Cette fois, Mack a compris qu'il était encerclé. Ces généraux lui proposent d'effectuer une sortie de nuit et de rompre l'encerclement Français. Trop prudent, Mack s'y refuse. Mack pense à une autre solution, bien plus simple mais bien naïve. Il est persuadé que les Russes ne tarderont pas à arriver et qu'ils jéteront les Français sur le Rhin, dégageant ainsi la place d'Ulm. Les Russes sont bien trop loin pour cela, Mack n'a pas les vivres nécessaires pour tenir dans Ulm jusqu'à l'arrivée des Russes. Mack s'imagine aussi que la ville d'Ulm possède des murailles adéquates à résister à un siège. C'est encore un faux calcul de sa part. Napoléon peut s'emparer d'Ulm quand il le désire. Les murailles d'Ulm datant du Moyen-Age, elles n'ont aucunes chances de résister au feu de l'artillerie Française positionnée sur les hauteurs conquises par Ney. Une fois les murailles détruites, 80 000 Français confiants et sur-motivés n'auront aucun mal à réduire, par un assaut général, 25 000 Autrichiens au moral affaibli. Cependant, voulant éviter un effusion de sang, Napoléon cherche à faire capituler Mack par la négociation. Après de multiples échanges, Napoléon réussit à faire comprendre à Mack que les Russes, étant trop loin, les Autrichiens n'auront pas les vivres nécessaires pour tenir jusqu'à l'arrivée de leurs allié. Mack se décide donc à capituler, 25 000 Autrichiens, ainsi que bon nombre de canons, de chevaux, de drapeaux tombent aux mains des Français avec la place d'Ulm. Juste après la bataille d'Alasch, Mack avait fait partir d'Ulm la colonne de Wermeck pour effectuer une reconnaissance. Cette colonne Autrichienne menaçant les arrières de l'encerclement Français autour d'Ulm, Napoléon avait ordonné à Murat d'attaquer Wermeck et d'anéantir ses troupes. Via une série de victoires, Murat réussit à anéantir entièrement les 10 000 Autrichiens de Wermeck. Ainsi, avec les victoires de Wertingen, d'Elchingen, la destruction des troupes de Wermeck, la capitulation d'Ulm, ce sont 50 000 Autrichiens qui sont anéantis en deux semaines. Napoléon a réalisé là une de ses plus belle campagnes.

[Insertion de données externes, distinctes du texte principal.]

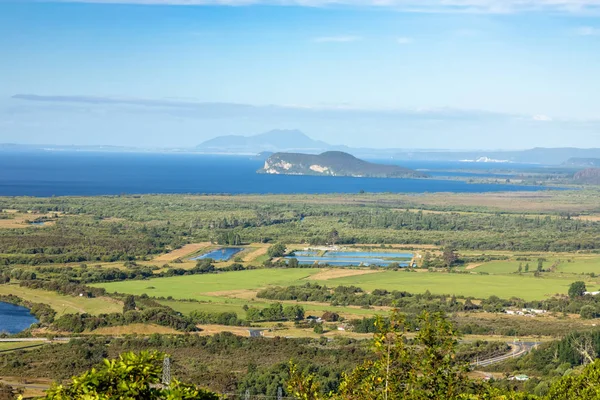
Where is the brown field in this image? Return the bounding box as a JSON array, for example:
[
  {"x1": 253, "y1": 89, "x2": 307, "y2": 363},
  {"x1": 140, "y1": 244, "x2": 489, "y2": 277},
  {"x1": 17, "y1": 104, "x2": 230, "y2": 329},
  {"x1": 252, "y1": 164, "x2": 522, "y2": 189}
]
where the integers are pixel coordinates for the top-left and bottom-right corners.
[
  {"x1": 153, "y1": 242, "x2": 210, "y2": 262},
  {"x1": 244, "y1": 244, "x2": 269, "y2": 262},
  {"x1": 306, "y1": 268, "x2": 383, "y2": 281},
  {"x1": 84, "y1": 324, "x2": 182, "y2": 336},
  {"x1": 204, "y1": 289, "x2": 258, "y2": 300}
]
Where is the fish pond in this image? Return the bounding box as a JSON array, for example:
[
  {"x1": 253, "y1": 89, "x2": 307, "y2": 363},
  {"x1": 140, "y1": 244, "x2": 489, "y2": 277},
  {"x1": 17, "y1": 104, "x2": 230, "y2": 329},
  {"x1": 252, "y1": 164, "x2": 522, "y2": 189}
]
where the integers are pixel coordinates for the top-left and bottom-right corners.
[
  {"x1": 0, "y1": 302, "x2": 38, "y2": 334},
  {"x1": 286, "y1": 250, "x2": 413, "y2": 267}
]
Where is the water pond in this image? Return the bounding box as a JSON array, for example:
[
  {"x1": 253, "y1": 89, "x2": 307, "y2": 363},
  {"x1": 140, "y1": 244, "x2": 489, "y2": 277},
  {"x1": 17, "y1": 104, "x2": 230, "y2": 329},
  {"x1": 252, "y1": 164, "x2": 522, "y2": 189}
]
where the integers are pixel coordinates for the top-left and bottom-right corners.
[
  {"x1": 192, "y1": 247, "x2": 244, "y2": 261},
  {"x1": 0, "y1": 302, "x2": 38, "y2": 333}
]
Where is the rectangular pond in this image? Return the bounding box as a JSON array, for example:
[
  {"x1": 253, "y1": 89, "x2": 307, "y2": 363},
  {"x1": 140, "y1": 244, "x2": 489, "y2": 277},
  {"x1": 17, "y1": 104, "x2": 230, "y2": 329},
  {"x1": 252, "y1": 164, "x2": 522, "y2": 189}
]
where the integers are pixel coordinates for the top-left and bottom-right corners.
[
  {"x1": 286, "y1": 252, "x2": 412, "y2": 267},
  {"x1": 191, "y1": 247, "x2": 244, "y2": 261}
]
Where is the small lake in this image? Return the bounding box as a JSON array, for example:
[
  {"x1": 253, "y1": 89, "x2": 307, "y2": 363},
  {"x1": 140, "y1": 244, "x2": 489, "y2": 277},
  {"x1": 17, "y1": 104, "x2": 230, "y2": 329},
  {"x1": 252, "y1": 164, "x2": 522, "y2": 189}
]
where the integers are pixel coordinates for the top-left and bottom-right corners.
[
  {"x1": 286, "y1": 251, "x2": 413, "y2": 267},
  {"x1": 0, "y1": 302, "x2": 38, "y2": 333},
  {"x1": 192, "y1": 247, "x2": 244, "y2": 261}
]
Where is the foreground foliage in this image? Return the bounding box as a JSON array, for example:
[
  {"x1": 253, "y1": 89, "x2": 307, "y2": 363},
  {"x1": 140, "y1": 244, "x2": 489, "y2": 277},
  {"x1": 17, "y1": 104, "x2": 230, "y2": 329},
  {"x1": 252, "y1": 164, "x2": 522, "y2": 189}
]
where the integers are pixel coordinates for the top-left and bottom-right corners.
[{"x1": 45, "y1": 352, "x2": 219, "y2": 400}]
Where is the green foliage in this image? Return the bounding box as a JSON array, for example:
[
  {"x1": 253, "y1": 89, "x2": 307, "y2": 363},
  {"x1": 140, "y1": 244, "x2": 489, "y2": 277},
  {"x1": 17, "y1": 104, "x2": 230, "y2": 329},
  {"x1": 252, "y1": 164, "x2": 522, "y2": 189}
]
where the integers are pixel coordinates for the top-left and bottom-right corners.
[
  {"x1": 44, "y1": 351, "x2": 219, "y2": 400},
  {"x1": 569, "y1": 281, "x2": 587, "y2": 298},
  {"x1": 267, "y1": 243, "x2": 286, "y2": 258}
]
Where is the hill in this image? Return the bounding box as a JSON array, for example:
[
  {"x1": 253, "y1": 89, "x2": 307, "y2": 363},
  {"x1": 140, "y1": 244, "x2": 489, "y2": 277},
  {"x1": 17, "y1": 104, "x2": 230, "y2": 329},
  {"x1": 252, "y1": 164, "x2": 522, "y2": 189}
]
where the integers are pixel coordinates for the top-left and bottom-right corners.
[
  {"x1": 257, "y1": 151, "x2": 427, "y2": 178},
  {"x1": 196, "y1": 129, "x2": 333, "y2": 154},
  {"x1": 564, "y1": 157, "x2": 600, "y2": 167},
  {"x1": 573, "y1": 168, "x2": 600, "y2": 185}
]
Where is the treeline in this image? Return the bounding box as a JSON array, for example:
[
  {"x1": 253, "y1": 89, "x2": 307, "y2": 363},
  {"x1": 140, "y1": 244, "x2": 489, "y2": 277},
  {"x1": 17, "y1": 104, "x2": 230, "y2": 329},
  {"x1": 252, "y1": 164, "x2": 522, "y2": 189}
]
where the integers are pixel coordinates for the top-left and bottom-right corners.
[
  {"x1": 52, "y1": 306, "x2": 198, "y2": 333},
  {"x1": 256, "y1": 283, "x2": 480, "y2": 314}
]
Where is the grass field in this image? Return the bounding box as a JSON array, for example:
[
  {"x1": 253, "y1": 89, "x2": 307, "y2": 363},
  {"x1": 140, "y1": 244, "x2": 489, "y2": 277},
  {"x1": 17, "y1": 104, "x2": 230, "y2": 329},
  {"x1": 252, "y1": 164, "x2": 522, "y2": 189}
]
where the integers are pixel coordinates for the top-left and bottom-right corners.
[
  {"x1": 0, "y1": 285, "x2": 123, "y2": 316},
  {"x1": 95, "y1": 267, "x2": 595, "y2": 302},
  {"x1": 0, "y1": 341, "x2": 46, "y2": 353}
]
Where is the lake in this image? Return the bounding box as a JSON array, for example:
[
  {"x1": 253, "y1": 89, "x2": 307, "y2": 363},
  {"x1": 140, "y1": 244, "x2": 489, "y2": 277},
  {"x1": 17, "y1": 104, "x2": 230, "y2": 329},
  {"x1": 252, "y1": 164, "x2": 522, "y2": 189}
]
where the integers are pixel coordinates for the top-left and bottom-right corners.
[
  {"x1": 286, "y1": 250, "x2": 413, "y2": 267},
  {"x1": 0, "y1": 151, "x2": 556, "y2": 197},
  {"x1": 0, "y1": 302, "x2": 38, "y2": 333}
]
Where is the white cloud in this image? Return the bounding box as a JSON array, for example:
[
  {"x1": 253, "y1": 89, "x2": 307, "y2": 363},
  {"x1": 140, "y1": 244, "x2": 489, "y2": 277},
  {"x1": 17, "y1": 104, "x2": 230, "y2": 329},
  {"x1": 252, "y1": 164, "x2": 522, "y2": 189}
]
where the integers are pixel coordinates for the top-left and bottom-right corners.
[
  {"x1": 25, "y1": 0, "x2": 600, "y2": 14},
  {"x1": 575, "y1": 26, "x2": 600, "y2": 36},
  {"x1": 313, "y1": 36, "x2": 361, "y2": 43},
  {"x1": 532, "y1": 114, "x2": 552, "y2": 122}
]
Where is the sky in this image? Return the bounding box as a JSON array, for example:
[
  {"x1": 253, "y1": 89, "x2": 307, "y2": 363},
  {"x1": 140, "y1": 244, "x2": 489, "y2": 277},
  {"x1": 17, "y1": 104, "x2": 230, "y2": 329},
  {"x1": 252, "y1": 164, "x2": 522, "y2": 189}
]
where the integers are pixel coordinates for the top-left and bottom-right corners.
[{"x1": 0, "y1": 0, "x2": 600, "y2": 149}]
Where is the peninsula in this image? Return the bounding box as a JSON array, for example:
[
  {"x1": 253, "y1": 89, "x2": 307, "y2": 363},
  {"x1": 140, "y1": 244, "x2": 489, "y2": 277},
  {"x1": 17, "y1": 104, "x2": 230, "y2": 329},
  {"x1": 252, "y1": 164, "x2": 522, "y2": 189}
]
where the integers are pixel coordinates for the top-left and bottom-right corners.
[{"x1": 257, "y1": 151, "x2": 427, "y2": 178}]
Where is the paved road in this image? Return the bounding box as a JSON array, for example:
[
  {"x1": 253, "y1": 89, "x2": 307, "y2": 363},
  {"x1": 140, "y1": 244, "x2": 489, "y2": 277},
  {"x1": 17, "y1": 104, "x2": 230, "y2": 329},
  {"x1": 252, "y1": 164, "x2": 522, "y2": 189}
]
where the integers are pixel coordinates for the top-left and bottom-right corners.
[{"x1": 471, "y1": 342, "x2": 539, "y2": 367}]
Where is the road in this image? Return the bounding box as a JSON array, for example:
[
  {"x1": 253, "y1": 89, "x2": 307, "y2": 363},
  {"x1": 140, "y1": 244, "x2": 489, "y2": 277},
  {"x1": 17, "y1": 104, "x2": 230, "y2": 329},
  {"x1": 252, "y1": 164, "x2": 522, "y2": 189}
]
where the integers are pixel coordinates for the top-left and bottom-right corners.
[{"x1": 471, "y1": 342, "x2": 539, "y2": 367}]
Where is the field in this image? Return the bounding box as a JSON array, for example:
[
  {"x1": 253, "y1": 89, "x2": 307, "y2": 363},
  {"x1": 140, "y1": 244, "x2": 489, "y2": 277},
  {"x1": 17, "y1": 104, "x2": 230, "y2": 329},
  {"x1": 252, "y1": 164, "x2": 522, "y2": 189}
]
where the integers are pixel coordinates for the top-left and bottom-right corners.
[
  {"x1": 0, "y1": 285, "x2": 123, "y2": 316},
  {"x1": 95, "y1": 265, "x2": 595, "y2": 301}
]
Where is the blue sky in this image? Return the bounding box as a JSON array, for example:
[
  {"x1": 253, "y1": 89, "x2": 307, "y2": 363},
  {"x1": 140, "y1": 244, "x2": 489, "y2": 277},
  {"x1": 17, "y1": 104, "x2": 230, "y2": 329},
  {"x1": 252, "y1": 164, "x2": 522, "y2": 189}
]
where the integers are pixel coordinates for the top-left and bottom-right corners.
[{"x1": 0, "y1": 0, "x2": 600, "y2": 148}]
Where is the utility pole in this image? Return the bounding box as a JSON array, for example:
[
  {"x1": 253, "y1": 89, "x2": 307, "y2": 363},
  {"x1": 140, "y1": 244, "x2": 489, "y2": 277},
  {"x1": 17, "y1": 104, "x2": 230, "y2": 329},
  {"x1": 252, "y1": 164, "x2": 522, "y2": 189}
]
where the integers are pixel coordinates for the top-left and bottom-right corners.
[{"x1": 162, "y1": 357, "x2": 171, "y2": 388}]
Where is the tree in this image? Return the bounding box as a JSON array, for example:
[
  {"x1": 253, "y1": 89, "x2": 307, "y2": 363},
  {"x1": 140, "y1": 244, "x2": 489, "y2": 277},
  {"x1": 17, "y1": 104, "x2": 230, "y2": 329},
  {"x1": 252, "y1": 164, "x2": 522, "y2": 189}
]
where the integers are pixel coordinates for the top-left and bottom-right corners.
[
  {"x1": 569, "y1": 281, "x2": 587, "y2": 299},
  {"x1": 442, "y1": 247, "x2": 458, "y2": 268},
  {"x1": 326, "y1": 311, "x2": 476, "y2": 400},
  {"x1": 267, "y1": 243, "x2": 285, "y2": 258},
  {"x1": 579, "y1": 304, "x2": 596, "y2": 319},
  {"x1": 0, "y1": 382, "x2": 23, "y2": 400},
  {"x1": 283, "y1": 305, "x2": 304, "y2": 321},
  {"x1": 123, "y1": 295, "x2": 136, "y2": 314},
  {"x1": 537, "y1": 258, "x2": 544, "y2": 272},
  {"x1": 327, "y1": 228, "x2": 340, "y2": 246},
  {"x1": 44, "y1": 351, "x2": 219, "y2": 400}
]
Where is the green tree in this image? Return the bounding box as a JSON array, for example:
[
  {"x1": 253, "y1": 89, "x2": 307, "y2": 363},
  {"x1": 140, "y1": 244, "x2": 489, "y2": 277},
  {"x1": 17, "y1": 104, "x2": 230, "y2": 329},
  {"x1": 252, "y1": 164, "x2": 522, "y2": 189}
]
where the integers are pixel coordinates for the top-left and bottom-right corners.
[
  {"x1": 123, "y1": 295, "x2": 136, "y2": 314},
  {"x1": 267, "y1": 243, "x2": 285, "y2": 258},
  {"x1": 327, "y1": 229, "x2": 340, "y2": 246},
  {"x1": 44, "y1": 351, "x2": 219, "y2": 400},
  {"x1": 442, "y1": 247, "x2": 458, "y2": 268},
  {"x1": 569, "y1": 281, "x2": 587, "y2": 299},
  {"x1": 579, "y1": 304, "x2": 597, "y2": 319}
]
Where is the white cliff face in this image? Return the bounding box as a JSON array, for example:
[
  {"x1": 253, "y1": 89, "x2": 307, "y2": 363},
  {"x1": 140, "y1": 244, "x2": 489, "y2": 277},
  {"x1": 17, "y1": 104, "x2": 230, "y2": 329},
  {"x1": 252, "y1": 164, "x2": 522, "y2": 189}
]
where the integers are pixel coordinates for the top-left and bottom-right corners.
[
  {"x1": 309, "y1": 164, "x2": 329, "y2": 174},
  {"x1": 263, "y1": 160, "x2": 292, "y2": 174}
]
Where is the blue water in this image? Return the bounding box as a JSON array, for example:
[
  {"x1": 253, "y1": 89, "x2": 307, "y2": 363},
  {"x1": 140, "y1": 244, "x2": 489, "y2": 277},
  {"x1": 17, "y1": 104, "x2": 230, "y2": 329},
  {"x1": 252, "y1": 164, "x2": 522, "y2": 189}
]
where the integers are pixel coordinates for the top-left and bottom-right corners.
[
  {"x1": 192, "y1": 247, "x2": 244, "y2": 261},
  {"x1": 0, "y1": 302, "x2": 38, "y2": 333},
  {"x1": 0, "y1": 152, "x2": 556, "y2": 196}
]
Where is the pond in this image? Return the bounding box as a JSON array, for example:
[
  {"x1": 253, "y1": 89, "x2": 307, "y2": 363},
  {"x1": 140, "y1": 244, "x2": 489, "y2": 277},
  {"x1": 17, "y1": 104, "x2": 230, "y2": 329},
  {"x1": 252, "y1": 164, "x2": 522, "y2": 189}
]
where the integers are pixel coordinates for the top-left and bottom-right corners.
[
  {"x1": 286, "y1": 250, "x2": 413, "y2": 267},
  {"x1": 192, "y1": 247, "x2": 244, "y2": 261},
  {"x1": 0, "y1": 302, "x2": 38, "y2": 333}
]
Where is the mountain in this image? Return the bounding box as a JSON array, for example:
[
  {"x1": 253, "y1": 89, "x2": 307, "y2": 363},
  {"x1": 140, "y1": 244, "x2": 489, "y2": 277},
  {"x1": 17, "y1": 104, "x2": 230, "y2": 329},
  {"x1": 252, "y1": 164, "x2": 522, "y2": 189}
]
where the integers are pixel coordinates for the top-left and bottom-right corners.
[
  {"x1": 563, "y1": 158, "x2": 600, "y2": 167},
  {"x1": 196, "y1": 129, "x2": 334, "y2": 154},
  {"x1": 573, "y1": 168, "x2": 600, "y2": 185},
  {"x1": 257, "y1": 151, "x2": 427, "y2": 178}
]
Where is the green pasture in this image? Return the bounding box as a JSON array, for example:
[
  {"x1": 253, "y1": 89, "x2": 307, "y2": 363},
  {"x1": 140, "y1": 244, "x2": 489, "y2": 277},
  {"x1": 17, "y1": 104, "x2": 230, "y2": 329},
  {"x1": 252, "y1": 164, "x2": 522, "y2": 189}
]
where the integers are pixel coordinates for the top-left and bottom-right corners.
[
  {"x1": 94, "y1": 263, "x2": 593, "y2": 308},
  {"x1": 0, "y1": 285, "x2": 123, "y2": 316},
  {"x1": 92, "y1": 269, "x2": 319, "y2": 300},
  {"x1": 327, "y1": 264, "x2": 582, "y2": 300}
]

L'on constate donc qu'à l'instar de la campagne d'Italie de 1800, la campagne d'Allemagne de 1805 marque encore des difficultés de Napoléon à savoir les intentions réels de son adversaire direct. Avec un général comme Mack, ce n'est pas très étonnant. Napoléon considère le général Allemand comme beaucoup trop doué que le général Allemand ne l'est vraiment. Ce qui n'arrange rien, c'est que le général Allemand fait souvent des manoeuvres totalement contradictoires, comme l'épisode de Gunzburg où il renonce à se frayer un passage vers la rive nord du Danube alors que Ney est en infériorité numérique pour finalement se décider quand même à se frayer un passage sur la rive nord du Danube mais via Ulm. Comment Napoléon aurait pu comprendre, dès le début, les intentions d'un ennemi aussi étrange ?
Bonne fin de week end.
_________________ Bien qu’on ait du cœur à l’ouvrage, l’Art est long et le Temps est court.